Dans un pays démocratique, les scrutins restent une
somme de choix individuels confidentiels en fonction d’anticipations, que l’on
cherche à conforter ou compromettre. Dans un contexte figé où deux candidats se
détachent très nettement en tête, la scène paraît déjà jouée pour un premier
tour. On peut apprécier un des deux candidats majeurs et souhaiter que la
situation ne change pas, on peut être démotivé (à quoi bon se
déplacer puisque tout est joué ?), on peut aussi en profiter pour appuyer
un outsider proche de ses convictions tout en sachant que cela ne changera sans
doute pas grand-chose. Lorsqu’il apparaît qu’un troisième candidat peut
prétendre aussi au second tour, la situation change alors radicalement.
L’attention se porte d’un seul coup sur cette confrontation à trois, au
détriment des autres candidats.
Une décision stratégique est toujours la confrontation
entre des options et des critères de choix, sous contrainte de temps. En
situation d’urgence, on choisit la première option qui correspond aux critères
de choix. Avec un peu plus de temps et d’effort, on sélectionne parmi les
options qui confortent ses critères. Toute la difficulté des prédictions
électorales provient de la multiplicité de ces critères. On peut chercher à les
cerner en catégorisant les électeurs, en estimant qu’une catégorie (les hommes
CSP+ retraités par exemple) aura tendance à voter plutôt selon tels critères.
Cette évaluation serait déjà complexe à réaliser en situation holiste (tous les
membres d’une catégorie votent tous de la même façon), elle l'est encore plus
en situation réelle, interactionniste, où les individus ne se conforment pas
tous à l’attitude que l’on attend de leur groupe d’appartenance. Pour peu que
les évolutions socio-économiques mais aussi politiques, reconfigurent assez
rapidement les catégories et leurs critères de choix (appelons cela les
valeurs), pour peu aussi que les « rebelles » à leur catégorie soient
plus nombreux et le comportement collectif devient très difficile à anticiper.
Il peut même changer du tout au tout puisqu'un changement de contexte
change aussi la confrontation des possibilités et des valeurs. On peut se
retrouver ainsi en soudain décalage avec ce que l’on croit être encore la
vision de l’opinion publique. Le 9 février 1933, quelques jours après
l’arrivée au pouvoir d’Adolf Hitler, les membres de l’Oxford Union votaient à
253 contre 153 qu’en « aucun cas, ils ne combattraient pour le Roi et la
Patrie ». Six ans plus tard les mêmes étudiants d’Oxford se portaient
massivement volontaires pour servir dans la Royal Air Force. A la mobilisation
d’août 1914, on estimait qu’il y aurait 13 % de réfractaires en France (un an
plus tôt, il y avait eu des mutineries à l’annonce de la simple annonce de
l'allongement de la durée de service), il y en eu en réalité 1,5 %.

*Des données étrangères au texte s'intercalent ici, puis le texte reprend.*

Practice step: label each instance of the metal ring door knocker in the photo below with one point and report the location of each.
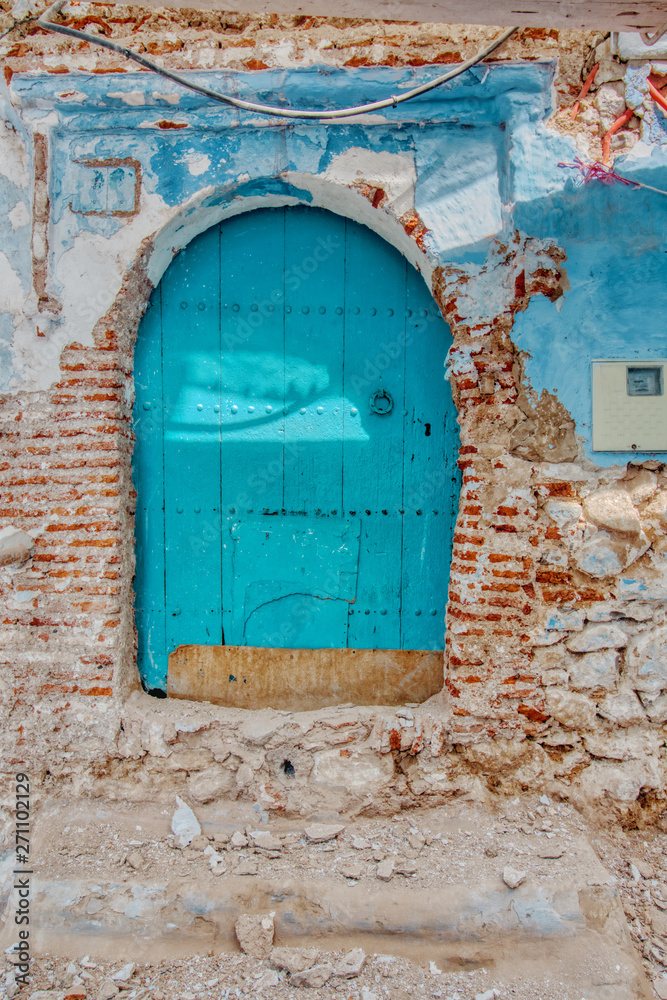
(381, 402)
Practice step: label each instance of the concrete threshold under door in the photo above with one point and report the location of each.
(303, 680)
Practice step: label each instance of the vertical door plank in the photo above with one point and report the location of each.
(375, 288)
(252, 271)
(191, 366)
(148, 477)
(429, 455)
(314, 330)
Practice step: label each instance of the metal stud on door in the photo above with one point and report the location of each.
(305, 479)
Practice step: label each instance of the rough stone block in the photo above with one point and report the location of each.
(596, 637)
(594, 670)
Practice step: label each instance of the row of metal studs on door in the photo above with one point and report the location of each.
(355, 310)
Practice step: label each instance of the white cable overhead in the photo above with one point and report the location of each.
(47, 24)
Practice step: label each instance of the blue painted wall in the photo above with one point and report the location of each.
(485, 165)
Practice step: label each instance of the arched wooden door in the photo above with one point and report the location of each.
(296, 445)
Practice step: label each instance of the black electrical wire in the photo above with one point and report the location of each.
(47, 24)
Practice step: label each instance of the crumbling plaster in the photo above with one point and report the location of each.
(466, 184)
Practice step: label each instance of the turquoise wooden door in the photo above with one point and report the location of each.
(296, 445)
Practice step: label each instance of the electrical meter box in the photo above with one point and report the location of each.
(629, 405)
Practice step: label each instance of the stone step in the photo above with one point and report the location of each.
(109, 882)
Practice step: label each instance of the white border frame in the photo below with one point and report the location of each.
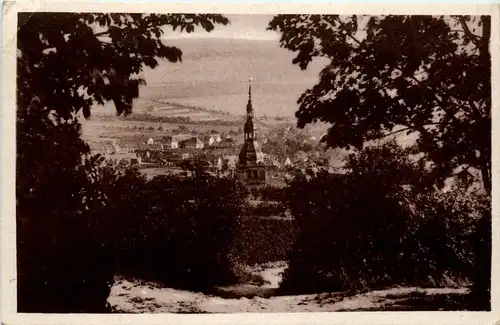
(8, 163)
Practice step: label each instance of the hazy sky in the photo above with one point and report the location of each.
(251, 27)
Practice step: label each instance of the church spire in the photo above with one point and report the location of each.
(249, 105)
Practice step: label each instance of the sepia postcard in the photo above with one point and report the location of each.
(249, 163)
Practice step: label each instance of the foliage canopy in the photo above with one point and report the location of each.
(428, 75)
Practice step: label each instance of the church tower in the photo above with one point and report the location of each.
(250, 171)
(248, 155)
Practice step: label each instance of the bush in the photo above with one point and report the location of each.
(262, 240)
(62, 265)
(378, 225)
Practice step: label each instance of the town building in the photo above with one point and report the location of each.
(169, 142)
(250, 172)
(192, 143)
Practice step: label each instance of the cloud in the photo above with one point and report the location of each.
(247, 27)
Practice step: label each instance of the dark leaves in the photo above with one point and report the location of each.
(61, 55)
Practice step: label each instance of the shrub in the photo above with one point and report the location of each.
(261, 240)
(177, 229)
(378, 225)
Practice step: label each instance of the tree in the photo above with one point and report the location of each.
(426, 75)
(68, 62)
(73, 60)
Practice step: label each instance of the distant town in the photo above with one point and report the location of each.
(279, 150)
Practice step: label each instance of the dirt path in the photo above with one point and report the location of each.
(141, 297)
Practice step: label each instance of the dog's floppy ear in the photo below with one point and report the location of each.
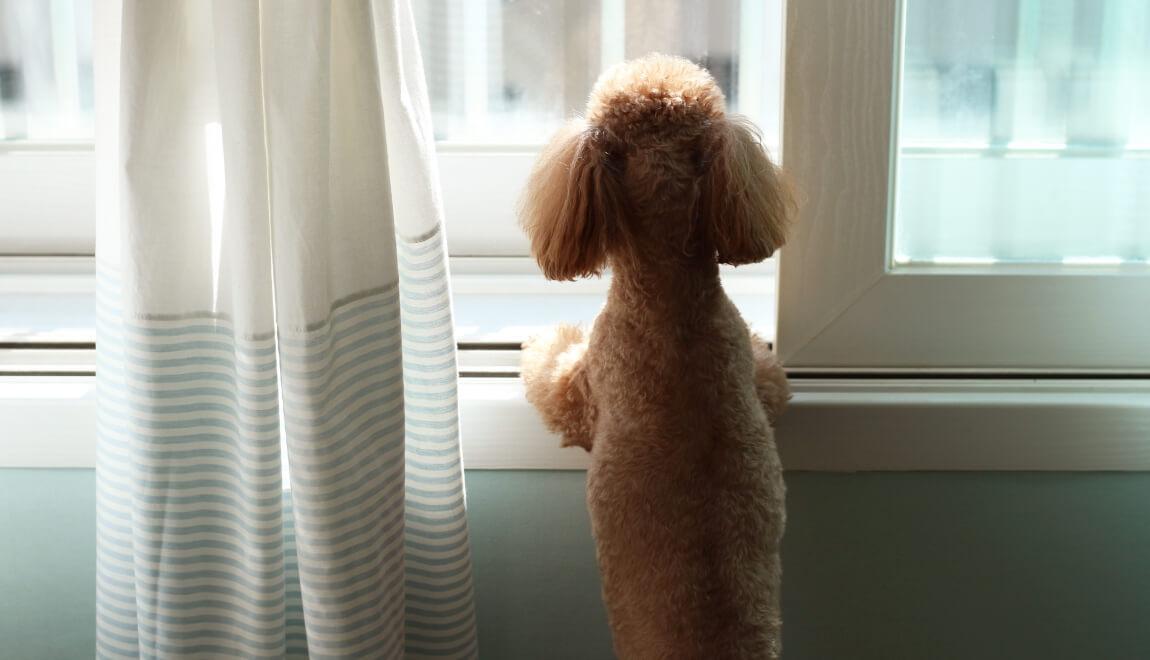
(745, 202)
(569, 200)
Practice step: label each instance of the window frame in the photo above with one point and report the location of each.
(845, 307)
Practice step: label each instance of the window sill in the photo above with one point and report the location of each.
(47, 406)
(832, 426)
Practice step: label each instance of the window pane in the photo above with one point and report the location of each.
(1024, 132)
(508, 71)
(45, 69)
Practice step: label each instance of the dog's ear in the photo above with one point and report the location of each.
(745, 202)
(569, 200)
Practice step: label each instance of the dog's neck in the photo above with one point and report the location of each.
(671, 288)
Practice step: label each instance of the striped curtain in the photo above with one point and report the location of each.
(278, 463)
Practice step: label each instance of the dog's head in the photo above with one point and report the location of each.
(656, 170)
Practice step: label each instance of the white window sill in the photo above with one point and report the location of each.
(47, 409)
(832, 426)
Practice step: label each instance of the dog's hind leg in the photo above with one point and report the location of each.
(554, 374)
(769, 380)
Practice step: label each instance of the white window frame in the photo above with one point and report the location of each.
(844, 307)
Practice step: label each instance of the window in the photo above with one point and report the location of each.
(1020, 209)
(501, 77)
(1024, 135)
(46, 127)
(504, 75)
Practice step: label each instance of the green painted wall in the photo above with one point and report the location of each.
(878, 566)
(47, 565)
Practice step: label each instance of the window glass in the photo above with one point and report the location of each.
(45, 69)
(1024, 132)
(508, 71)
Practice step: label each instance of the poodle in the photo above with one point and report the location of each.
(671, 393)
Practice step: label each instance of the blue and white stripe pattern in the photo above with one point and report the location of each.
(439, 614)
(200, 549)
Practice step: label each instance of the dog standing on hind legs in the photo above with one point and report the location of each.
(671, 393)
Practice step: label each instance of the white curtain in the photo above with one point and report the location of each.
(273, 294)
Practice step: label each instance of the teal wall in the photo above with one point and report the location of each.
(878, 566)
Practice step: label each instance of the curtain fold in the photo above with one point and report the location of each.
(278, 466)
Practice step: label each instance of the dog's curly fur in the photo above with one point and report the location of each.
(671, 393)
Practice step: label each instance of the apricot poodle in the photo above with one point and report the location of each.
(671, 393)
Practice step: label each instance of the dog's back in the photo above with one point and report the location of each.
(684, 486)
(684, 489)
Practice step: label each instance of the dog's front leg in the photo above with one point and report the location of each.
(769, 380)
(554, 375)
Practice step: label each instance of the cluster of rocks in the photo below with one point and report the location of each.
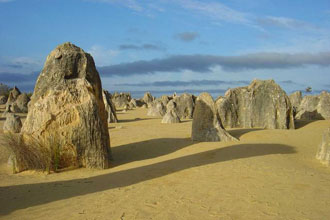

Dans le cadre, moins dramatique, d’une primaire à un
parti politique, l’incertitude est très grande puisque, à l’intérieur même de
l’électorat « normal » du parti, les votes peuvent glisser
facilement d’un candidat à l’autre (les programmes ne sont pas très éloignés)
et qu’en étant ouverte, le nombre de « volontaires » extérieurs peut
aussi être très important (on peut avoir une dilatation du nombre de votants du
simple au double). Les critères de programmes jouent bien sûr mais par
rapport à une élection nationale moins que l’appréhension des personnes ou les
calculs. Très clairement, lorsqu’un choix (François Fillon) est venu
possiblement satisfaire le critère « élimination de Nicolas Sarkozy »
beaucoup ont saisi cette possibilité. Certains ont pu adhérer aussi à la
personne et au programme de François Fillon mais pour d’autres ce n’était pas
le critère principal. Le bulletin Fillon était pour eux un tir (politique) de
sniper dans ce qui devenait soudain une embuscade.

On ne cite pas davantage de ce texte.